Historical Notes for The Master’s New Governess
The Figure of the Governess. The governess was a familiar figure in Victorian England. Some, like Maud, were ‘bluestockings’, a nickname for free-thinking women who fought for female education. Also like Maud, many governesses fell on hard times. In their employment they were expected to provide both academic and moral education, often for low pay and in insecure conditions. Many governesses existed between two worlds, not accepted by the servants nor by the family, and some were at the mercy of their more unscrupulous employers. The Governesses’ Benevolent Fund, to which Maud turns, provided aid for needy and retired governesses in straitened circumstances. Today, this society still exists in the form of the Teaching Staff Trust.
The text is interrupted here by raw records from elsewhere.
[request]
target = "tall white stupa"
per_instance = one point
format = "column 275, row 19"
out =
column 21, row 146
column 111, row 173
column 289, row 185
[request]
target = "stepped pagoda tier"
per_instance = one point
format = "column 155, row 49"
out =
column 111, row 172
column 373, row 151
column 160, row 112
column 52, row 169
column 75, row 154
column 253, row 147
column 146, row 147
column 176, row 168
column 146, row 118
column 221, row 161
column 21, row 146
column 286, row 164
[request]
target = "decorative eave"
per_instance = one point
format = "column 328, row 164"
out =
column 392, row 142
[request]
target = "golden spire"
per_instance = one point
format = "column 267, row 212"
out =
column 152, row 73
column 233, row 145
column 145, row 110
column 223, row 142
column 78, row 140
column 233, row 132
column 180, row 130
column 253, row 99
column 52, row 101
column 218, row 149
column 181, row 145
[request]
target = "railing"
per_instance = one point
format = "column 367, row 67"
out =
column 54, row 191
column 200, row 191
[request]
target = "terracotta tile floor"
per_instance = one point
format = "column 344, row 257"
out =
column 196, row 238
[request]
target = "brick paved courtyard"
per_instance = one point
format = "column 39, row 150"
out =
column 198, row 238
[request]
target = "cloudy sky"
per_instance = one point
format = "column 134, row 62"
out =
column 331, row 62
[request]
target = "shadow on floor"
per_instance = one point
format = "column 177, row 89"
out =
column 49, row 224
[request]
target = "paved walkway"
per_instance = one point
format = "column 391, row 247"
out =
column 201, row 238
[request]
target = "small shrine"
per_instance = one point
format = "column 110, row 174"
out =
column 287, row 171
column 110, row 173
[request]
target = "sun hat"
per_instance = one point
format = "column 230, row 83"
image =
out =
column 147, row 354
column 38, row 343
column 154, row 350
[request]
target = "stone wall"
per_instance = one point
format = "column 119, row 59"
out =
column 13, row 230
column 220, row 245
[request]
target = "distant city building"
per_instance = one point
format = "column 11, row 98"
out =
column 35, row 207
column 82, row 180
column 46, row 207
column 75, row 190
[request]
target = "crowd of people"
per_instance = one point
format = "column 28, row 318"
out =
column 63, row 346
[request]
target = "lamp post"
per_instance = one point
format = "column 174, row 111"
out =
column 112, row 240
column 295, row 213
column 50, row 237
Wise Women’s Wonder Tales. Governesses were known to use fables and fairy tales for female education. Like Maud’s Butterfly Fables, such tales were often full of wonder, wisdom and warning to women. A governess, Madame Le Prince de Beaumont, published educational guides for young ladies. Her Moral Tales (1744 and 1776) became famous handbooks and included Beauty and the Beast. Louisa May Alcott, best known for Little Women, wrote Flower Fables (1860) to instruct and entertain Ellen Emerson, the daughter of Ralph Waldo Emerson, while author and illustrator Cicely Mary Barker ran a kindergarten with her sister, upon whom the children who attended she modelled her famous Flower Fairies (1925).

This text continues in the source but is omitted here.